Don't send UDP packets for every function call. Do batch tiny packets into bigger ones.

I had always kinda idly wondered "How much does shitty code cost?" Like, in dollars. Evidently I wasn't the only one, as I found a dashboard that broke down AWS spend by autoscaling group. As a member of the Streaming Platform team, I was surprised to see a streaming-related name bubbled up to the top of the list.

Curiosity thoroughly piqued, I pull at this thread and uncover an ingestion system with 1000+ shards and a matching number of boxes. Powering this leviathon is the KCL MultiLangDaemon, a Java process that handles the communication with Kinesis and spins up a process for each shard. That process, in our case, is a Python program.
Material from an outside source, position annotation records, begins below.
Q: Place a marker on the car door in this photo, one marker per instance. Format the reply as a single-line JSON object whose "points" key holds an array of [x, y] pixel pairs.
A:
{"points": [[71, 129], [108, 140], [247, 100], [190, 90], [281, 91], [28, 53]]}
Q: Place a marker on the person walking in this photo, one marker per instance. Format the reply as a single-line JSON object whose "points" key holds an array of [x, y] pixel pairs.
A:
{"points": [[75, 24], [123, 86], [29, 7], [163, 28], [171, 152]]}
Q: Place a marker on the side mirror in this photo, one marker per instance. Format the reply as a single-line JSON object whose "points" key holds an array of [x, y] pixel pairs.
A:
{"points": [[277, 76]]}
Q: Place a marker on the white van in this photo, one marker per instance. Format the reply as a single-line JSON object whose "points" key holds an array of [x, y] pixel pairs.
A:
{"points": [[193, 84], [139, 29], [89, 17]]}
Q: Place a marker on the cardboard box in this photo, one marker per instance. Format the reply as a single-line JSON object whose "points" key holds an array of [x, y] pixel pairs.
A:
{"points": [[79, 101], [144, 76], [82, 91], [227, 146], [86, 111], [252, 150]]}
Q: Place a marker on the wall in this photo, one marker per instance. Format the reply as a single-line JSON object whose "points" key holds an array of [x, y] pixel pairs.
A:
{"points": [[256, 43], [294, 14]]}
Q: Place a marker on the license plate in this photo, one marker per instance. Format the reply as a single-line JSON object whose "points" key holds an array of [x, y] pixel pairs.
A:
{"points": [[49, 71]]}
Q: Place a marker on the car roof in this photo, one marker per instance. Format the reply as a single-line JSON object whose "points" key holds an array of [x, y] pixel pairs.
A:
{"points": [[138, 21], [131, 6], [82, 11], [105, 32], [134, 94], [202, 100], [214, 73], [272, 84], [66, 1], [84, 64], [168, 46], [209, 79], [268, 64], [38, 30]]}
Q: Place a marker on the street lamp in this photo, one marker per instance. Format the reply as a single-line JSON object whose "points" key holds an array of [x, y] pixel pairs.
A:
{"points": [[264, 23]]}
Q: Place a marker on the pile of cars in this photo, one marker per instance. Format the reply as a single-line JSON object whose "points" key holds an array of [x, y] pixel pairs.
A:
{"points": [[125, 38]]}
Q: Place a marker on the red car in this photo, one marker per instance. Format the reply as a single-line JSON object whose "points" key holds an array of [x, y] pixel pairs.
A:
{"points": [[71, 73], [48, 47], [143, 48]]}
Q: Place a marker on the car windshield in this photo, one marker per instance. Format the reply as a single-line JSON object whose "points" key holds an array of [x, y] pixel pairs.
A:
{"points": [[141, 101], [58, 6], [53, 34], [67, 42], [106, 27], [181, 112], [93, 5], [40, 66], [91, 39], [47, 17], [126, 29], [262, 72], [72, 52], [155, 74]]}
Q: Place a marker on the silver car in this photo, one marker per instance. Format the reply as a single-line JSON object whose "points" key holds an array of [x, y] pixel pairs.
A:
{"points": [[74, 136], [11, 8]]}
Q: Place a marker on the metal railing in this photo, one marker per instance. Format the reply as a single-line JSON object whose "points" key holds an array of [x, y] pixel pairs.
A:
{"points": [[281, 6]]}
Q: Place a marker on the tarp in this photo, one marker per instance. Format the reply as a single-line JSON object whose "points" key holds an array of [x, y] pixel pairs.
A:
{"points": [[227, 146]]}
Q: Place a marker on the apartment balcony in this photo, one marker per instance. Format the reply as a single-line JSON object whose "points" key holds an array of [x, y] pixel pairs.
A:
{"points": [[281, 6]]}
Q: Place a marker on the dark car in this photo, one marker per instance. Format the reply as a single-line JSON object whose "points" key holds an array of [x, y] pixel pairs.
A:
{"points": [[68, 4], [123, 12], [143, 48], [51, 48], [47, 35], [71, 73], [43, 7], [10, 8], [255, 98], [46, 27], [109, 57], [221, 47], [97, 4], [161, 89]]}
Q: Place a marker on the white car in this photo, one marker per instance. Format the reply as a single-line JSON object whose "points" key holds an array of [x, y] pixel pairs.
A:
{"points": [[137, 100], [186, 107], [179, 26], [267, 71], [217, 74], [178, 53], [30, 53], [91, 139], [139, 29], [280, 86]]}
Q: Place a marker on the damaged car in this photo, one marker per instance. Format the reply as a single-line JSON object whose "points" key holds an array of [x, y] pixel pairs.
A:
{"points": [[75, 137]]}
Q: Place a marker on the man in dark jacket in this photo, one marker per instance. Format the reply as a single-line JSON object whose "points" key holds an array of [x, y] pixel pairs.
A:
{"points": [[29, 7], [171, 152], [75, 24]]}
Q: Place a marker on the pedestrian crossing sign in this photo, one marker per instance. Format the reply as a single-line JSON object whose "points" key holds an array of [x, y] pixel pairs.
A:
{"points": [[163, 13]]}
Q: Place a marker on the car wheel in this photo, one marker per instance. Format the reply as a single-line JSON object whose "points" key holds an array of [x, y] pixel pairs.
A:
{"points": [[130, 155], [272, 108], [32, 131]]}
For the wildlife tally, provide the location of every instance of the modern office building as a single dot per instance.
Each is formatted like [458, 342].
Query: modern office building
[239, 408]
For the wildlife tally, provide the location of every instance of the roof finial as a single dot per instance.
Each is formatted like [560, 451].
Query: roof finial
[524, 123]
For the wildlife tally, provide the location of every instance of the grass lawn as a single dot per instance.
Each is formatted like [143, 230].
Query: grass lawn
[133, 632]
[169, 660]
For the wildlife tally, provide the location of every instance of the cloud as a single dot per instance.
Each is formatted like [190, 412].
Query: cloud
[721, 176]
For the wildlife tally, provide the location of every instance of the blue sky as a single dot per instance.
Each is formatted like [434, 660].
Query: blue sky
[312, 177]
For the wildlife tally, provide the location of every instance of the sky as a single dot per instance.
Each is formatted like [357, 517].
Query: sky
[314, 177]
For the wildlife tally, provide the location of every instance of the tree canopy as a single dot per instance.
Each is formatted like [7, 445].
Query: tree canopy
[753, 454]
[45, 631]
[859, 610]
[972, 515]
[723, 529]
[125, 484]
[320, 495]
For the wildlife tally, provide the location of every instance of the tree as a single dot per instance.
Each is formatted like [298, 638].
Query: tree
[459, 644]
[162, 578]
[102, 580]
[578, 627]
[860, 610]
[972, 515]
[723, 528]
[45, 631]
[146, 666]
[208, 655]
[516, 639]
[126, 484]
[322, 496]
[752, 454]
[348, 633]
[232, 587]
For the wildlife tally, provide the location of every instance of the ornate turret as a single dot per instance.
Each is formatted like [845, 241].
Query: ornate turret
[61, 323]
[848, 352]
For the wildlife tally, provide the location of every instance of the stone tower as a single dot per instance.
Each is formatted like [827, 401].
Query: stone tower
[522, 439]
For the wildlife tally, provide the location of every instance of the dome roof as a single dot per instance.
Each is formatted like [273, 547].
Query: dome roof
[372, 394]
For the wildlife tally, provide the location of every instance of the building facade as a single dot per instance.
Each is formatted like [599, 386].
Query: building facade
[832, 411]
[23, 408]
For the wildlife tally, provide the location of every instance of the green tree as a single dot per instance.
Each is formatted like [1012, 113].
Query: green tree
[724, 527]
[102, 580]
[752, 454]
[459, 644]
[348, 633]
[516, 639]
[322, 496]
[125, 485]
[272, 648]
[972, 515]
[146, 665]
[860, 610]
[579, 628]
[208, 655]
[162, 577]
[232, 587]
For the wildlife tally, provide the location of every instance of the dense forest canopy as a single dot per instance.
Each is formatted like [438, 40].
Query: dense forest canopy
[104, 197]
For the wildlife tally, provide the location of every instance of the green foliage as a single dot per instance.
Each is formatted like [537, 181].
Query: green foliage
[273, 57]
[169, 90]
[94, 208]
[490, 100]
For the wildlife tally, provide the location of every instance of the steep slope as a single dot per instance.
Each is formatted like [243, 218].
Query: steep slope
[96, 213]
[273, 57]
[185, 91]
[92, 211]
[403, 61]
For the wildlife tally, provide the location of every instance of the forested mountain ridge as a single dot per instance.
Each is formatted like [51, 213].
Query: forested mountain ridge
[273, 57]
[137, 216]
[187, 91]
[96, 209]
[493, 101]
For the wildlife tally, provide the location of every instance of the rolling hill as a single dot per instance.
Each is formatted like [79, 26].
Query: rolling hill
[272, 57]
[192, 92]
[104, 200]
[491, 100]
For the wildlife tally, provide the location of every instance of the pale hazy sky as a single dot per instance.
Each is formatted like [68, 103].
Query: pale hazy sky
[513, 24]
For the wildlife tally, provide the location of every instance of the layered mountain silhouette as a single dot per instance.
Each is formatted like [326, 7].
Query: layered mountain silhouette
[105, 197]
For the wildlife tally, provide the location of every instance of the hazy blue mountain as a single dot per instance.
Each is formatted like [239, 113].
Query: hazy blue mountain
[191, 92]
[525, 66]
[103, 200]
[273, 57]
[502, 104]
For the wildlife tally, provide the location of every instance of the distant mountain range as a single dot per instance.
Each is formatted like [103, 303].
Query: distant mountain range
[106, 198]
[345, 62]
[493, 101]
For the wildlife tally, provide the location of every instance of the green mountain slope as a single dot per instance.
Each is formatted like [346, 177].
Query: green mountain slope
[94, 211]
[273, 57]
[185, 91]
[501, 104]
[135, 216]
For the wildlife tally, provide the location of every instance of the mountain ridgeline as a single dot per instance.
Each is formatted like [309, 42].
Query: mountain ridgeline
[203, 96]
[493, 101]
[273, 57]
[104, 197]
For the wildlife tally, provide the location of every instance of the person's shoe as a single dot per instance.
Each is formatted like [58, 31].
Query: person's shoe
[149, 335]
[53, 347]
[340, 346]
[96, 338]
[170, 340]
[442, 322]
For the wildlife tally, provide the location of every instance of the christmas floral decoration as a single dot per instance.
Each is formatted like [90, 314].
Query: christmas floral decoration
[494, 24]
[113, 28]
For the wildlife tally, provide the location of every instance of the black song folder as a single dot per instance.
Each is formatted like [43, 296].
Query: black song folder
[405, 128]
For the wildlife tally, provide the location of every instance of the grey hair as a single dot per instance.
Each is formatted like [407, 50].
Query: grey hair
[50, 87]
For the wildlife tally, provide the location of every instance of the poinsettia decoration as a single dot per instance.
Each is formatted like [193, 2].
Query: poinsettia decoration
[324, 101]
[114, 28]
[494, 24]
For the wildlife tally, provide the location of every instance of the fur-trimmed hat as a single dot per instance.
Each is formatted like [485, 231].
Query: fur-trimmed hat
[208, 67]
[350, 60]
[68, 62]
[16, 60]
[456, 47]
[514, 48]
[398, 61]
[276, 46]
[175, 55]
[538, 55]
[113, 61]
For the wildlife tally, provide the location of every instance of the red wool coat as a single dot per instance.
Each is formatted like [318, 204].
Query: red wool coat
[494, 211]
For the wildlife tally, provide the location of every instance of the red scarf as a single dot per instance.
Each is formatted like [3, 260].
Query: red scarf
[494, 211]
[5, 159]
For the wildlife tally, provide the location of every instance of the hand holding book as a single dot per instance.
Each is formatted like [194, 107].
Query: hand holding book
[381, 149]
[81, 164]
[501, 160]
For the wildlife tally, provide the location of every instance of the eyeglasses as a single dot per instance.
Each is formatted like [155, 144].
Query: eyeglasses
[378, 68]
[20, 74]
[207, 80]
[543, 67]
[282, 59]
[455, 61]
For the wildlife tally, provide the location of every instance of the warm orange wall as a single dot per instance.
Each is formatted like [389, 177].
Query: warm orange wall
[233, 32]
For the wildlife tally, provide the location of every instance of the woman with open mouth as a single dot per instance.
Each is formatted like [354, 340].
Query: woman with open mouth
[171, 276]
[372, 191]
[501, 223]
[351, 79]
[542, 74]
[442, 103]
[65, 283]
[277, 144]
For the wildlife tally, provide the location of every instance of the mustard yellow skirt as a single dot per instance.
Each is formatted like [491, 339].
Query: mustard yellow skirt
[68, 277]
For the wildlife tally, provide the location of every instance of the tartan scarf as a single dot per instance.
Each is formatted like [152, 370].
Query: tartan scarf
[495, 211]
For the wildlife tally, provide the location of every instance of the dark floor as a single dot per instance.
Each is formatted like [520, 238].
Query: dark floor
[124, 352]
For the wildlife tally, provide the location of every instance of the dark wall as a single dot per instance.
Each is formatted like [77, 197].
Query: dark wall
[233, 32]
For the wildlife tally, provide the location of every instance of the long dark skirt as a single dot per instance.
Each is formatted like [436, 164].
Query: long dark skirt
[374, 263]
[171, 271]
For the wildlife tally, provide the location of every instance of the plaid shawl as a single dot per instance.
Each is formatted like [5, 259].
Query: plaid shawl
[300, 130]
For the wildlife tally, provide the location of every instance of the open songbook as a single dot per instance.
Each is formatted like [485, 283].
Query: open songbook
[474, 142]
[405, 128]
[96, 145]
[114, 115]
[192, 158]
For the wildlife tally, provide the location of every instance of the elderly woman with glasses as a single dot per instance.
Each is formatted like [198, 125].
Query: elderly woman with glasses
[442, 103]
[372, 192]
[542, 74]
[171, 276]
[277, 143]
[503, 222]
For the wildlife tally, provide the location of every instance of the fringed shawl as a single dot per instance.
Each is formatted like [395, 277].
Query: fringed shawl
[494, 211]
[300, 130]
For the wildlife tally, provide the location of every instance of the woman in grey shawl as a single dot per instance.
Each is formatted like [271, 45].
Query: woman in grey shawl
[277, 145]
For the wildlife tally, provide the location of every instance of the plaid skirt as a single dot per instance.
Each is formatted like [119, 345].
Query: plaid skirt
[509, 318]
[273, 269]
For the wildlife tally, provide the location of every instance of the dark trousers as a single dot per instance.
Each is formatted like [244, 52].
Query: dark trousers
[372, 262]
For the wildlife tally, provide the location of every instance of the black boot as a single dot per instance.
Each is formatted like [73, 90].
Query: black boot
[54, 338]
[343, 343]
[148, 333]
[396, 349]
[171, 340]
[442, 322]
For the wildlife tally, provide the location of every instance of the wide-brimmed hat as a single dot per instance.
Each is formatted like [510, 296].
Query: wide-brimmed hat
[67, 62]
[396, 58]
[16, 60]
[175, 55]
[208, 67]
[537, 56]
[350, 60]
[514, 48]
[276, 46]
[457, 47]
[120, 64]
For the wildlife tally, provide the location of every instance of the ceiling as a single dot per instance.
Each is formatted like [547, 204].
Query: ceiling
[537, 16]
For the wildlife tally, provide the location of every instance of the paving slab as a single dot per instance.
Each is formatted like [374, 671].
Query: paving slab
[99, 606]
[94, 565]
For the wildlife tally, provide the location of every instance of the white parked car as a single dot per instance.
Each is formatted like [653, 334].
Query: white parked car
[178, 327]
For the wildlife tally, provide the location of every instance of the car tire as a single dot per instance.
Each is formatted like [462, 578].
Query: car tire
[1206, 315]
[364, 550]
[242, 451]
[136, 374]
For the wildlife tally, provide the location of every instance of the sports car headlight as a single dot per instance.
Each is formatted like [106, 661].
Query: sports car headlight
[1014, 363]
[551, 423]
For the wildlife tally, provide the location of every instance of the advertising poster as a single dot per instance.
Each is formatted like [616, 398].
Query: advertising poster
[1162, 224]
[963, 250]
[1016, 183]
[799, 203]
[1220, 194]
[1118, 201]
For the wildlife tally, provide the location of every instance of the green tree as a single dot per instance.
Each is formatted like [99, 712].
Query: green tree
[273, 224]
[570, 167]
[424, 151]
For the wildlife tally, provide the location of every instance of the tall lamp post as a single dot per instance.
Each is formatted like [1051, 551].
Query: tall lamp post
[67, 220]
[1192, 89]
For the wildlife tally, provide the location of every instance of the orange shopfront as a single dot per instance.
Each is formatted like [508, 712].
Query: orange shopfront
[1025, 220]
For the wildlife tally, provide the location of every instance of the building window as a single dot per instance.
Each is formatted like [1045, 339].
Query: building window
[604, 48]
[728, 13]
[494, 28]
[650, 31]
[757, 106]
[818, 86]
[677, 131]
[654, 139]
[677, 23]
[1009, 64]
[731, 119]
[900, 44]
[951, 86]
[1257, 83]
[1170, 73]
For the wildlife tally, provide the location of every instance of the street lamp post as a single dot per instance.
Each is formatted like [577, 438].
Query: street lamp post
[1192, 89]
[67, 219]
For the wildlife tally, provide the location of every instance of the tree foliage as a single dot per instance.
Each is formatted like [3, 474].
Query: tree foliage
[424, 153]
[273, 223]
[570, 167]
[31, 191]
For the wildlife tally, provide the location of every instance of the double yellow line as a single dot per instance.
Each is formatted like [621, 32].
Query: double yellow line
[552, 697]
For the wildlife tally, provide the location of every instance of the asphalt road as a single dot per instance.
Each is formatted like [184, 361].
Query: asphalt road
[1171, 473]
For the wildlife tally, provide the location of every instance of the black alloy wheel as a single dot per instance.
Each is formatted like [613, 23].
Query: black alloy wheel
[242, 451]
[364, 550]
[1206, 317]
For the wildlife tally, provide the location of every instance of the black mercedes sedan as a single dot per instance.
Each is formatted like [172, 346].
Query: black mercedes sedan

One shard per box seems wasteful. It's single-threaded Python... I would expect to match the number of cores, at the least. I'm not a fan of speculating so I jump onto a randomly-chosen box and start poking around with perf and py-spy. I open the flame graph, find the chunkiest slice, and take a gander. UDP send.

Kinesis is happening over stdin/stdout, so I gotta look elsewhere. UDP to localhost:8125 is statsd. I'm not surprised, we use statsd everywhere. TCPdump reveals that we're sending a shitload of teeny tiny packets. I let my big, dumb, human eyes latch onto a metric name and follow it through the codebase.

It feels like Every. Damn. Function. is decorated with a statsd timer, meaning that once your decorated function returns, the timer helpfully calls send() for you. Calling one of these functions (or, shudder, a chain of them) means that you're going to be sending a UDP packet for every function call. We were sending something like 30 or 40 bytes at a time, when UDP can take 512. It adds up!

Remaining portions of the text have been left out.